- Cumann na mBan: Emily Ledwith (née Emily Elliott) with her sister Eilis Ní Briain (née Eilish Elliott)
- Current region: Leinster
- Place of origin: Tonagh, County Westmeath, Ireland
- Members: Emily, Eilish (Eilís)

= Elliott sisters =

Women of the Easter Rising

The Elliott sisters, Emily (1893 – 3 March 1983, later Ledwith) and Eilish (26 June 1896 – 29 March 1966, later Eilís Ní Briain), were two Irish sisters notable for their involvement in Irish Nationalism, especially in the Easter Rising in 1916. They were founding members of Cumann na mBan.

== Biographies ==
The sisters were born in Tonagh near Glasson, County Westmeath. They were born to Peter Elliott, a farmer, and his wife, Margaret (Berry) Elliott. They had eight surviving siblings: Theresa, Rebecca, Ethel (Sr. Imelda), J.J. (John Joseph), Andrew, Charles, Edward, and Arthur. At the time of the rising Eilís was living at Gardiner Place in Dublin.

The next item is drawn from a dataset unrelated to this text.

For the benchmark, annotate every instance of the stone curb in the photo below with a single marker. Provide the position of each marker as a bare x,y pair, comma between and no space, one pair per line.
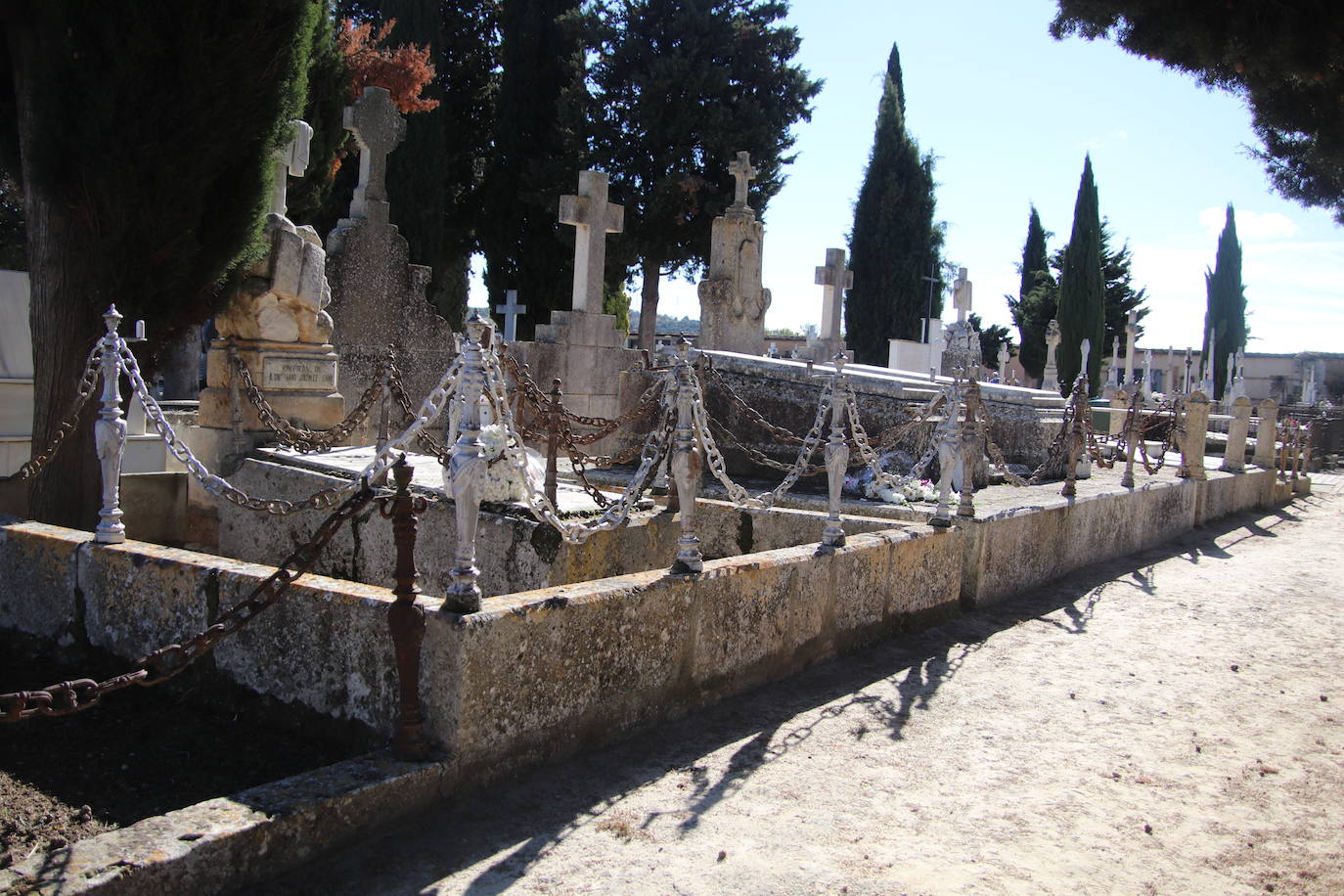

The sisters were members of Cumann na mBan. Emily was a member of the Keating branch and wanted to volunteer in the General Post Office, (GPO) and headed into the city with Eilís Ryan. They were turned away from the GPO and sent to Reis's Chambers on the opposite side of O'Connell Street from the GPO during the Easter Rising. The volunteers were trying to ensure the details of the rising got released and the chambers hosted a wireless school. The women were responsible for ensuring the men had rations, which required them crossing O'Connell street while it was under fire more than once. On the second day the two women were joined by Eilish Elliott. The sisters later served in the Four Courts and in Fr Matthew Hall both in providing rations and first aid support. On the final night and with the assistance of the priests, the women mingled with the congregation from the church and avoided being arrested.

Westmeath musician Enda Seery composed a suite of traditional Irish music, A New Ireland in the Orchard Air, to honour the sisters. The council decided to name a new bridge over the River Shannon the Cumman na mBan bridge in honour of the sisters and the organisation.

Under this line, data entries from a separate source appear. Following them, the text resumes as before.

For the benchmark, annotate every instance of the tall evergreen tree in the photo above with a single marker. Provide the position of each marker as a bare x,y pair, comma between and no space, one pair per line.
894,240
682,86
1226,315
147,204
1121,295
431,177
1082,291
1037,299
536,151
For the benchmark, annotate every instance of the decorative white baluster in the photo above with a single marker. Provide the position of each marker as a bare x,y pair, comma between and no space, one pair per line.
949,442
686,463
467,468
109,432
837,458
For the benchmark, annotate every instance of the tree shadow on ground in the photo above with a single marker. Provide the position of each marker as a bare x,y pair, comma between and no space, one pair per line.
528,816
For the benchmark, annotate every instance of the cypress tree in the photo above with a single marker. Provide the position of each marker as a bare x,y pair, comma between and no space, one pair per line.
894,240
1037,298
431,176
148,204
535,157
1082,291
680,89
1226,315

On 7 April 2018, Westmeath County Council organised the renaming of a road in Athlone as Elliott Road in honour of two local sisters' contributions to the Easter Rising. The Mayor of Athlone, Aengus O’Rourke, unveiled the sign for the newly named road. Eilís Ní Briain's grandson, John McCann, made a speech on behalf of the Elliott family. Eilís Ní Briain's eldest grandson, Kevin Griffin, wore her medals on this historic occasion attended by about a hundred members of the Elliott family.